Intégration régionale
Le corridor Lagos-Abidjan fait partie de la Communauté économique des États de l’Afrique de l’Ouest (CEDEAO). La CEDEAO encourage la libre circulation des personnes et des biens au sein de ses quinze pays membres. L’entretien et le développement de la route du corridor est l’un des plus grands projets d'infrastructure de la CEDEAO et s’inscrit dans une tendance plus large de promotion de l’intégration régionale en Afrique de l’Ouest. Des efforts intergouvernementaux concertés sont déployés pour maintenir un bon revêtement routier et accroître la fluidité de movement des personnes et des marchandises le long du corridor afin de stimuler l’économie ouest-africaine. Les organes de gouvernance sont très conscients qu'au niveau régional, 75% des activités économiques se déroulent le long du corridor.
La Banque mondiale, la Banque africaine de développement, l’Agence allemande de développement et l’Agence japonaise de développement financent toutes des améliorations visant à accélérer l’intégration et la croissance des échanges régionaux, à réduire les obstacles et les barrières dans les ports, à rationaliser les frontières et à diminuer le coût des échanges en réduisant le coût du transport. L’objectif est que les marchandises circulent rapidement et sans encombre à partir des ports et d'un point à un autre. Cependant, alors que la CEDEAO encourage la libre circulation des personnes et des biens le long du corridor, sur le terrain, elle est souvent disjointe par les frontières nationales, les douaniers, la police et les points de contrôle de la circulation.
L’Organisation du Corridor Abidjan-Lagos a été fondée avec des fonds américains du Millennium Challenge et son mandat initial était d'empêcher la propagation de l’épidémie de sida par les camionneurs et les travailleurs du sexe le long du corridor. Depuis, l’organisation a élargi son champ d’action et cherche aujourd’hui à améliorer la dynamique des transports dans le corridor et à faciliter le commerce intra-régional et les industries compétitives. L’une de ces mesures est la surveillance des barrages routiers le long du corridor, qui vise à faire pression sur les États pour qu’ils réduisent le nombre d’obstacles pour ceux qui se déplacent le long du corridor. Ils surveillent également l’état des routes et le temps que mettent les camionneurs à franchir les différentes frontières avec leurs marchandises.
Les marchandises et les camions circulent le long du couloir, tout comme les migrants régionaux.

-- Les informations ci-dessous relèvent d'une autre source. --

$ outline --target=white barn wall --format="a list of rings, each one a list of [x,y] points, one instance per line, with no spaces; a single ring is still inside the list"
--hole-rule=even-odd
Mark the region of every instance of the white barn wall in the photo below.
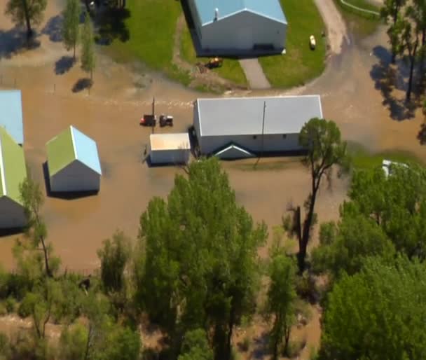
[[[195,122],[195,123],[197,123]],[[286,134],[285,139],[282,135],[282,134],[263,135],[263,151],[265,152],[283,152],[303,149],[298,144],[298,134]],[[198,141],[201,153],[203,155],[215,153],[231,143],[234,143],[249,151],[254,153],[262,151],[261,135],[256,135],[256,139],[254,139],[253,135],[201,137],[201,138],[198,136]]]
[[[186,164],[189,153],[189,149],[151,150],[149,155],[153,164]]]
[[[50,191],[93,191],[100,188],[100,175],[76,160],[50,176]]]
[[[25,225],[27,218],[22,206],[7,196],[0,198],[0,228],[22,228]]]
[[[201,28],[200,41],[206,50],[251,50],[254,44],[281,49],[285,48],[286,32],[285,24],[249,11],[220,19],[219,9],[219,20]]]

La présence d’étrangers le long du corridor fait partie de l'urbanité quotidienne, créant des rencontres alors que les gens cherchent des opportunités le long des différents sites du corridor. La CEDEAO a cherché à légiférer sur ce mouvement ; en 1979, elle a adopté le premier protocole de libre circulation et de résidence pour les citoyens d’Afrique de l’Ouest, et en 2000, elle a introduit un passeport CEDEAO pour faciliter le passage des frontières. Ce passeport a été peu adopté et, à ce jour, le Bénin est le seul pays du corridor à l’avoir adopté.
Cependant, étant donné la préoccupation actuelle des donateurs occidentaux en matière de migration intercontinentale africaine, il existe un risque que la fluidité du mouvement soit recadrée comme problématique pour s’aligner sur les régimes actuels d'endiguement. Cela reviendrait à négliger le rôle clé que joue la mobilité dans la construction de l’avenir urbain en Afrique de l’Ouest. Au fur et à mesure que les gens se déplacent dans le couloir, de multiples formes d’appartenance se dévoilent, des groupes ethniques et linguistiques aux corporations commerciales. Ces formes de mobilité risquent d’être interprétées dans le cadre d’une perspective européenne étroite sur la migration internationale, notamment en raison de la sécurisation et de la criminalisation actuelles de la migration internationale africaine.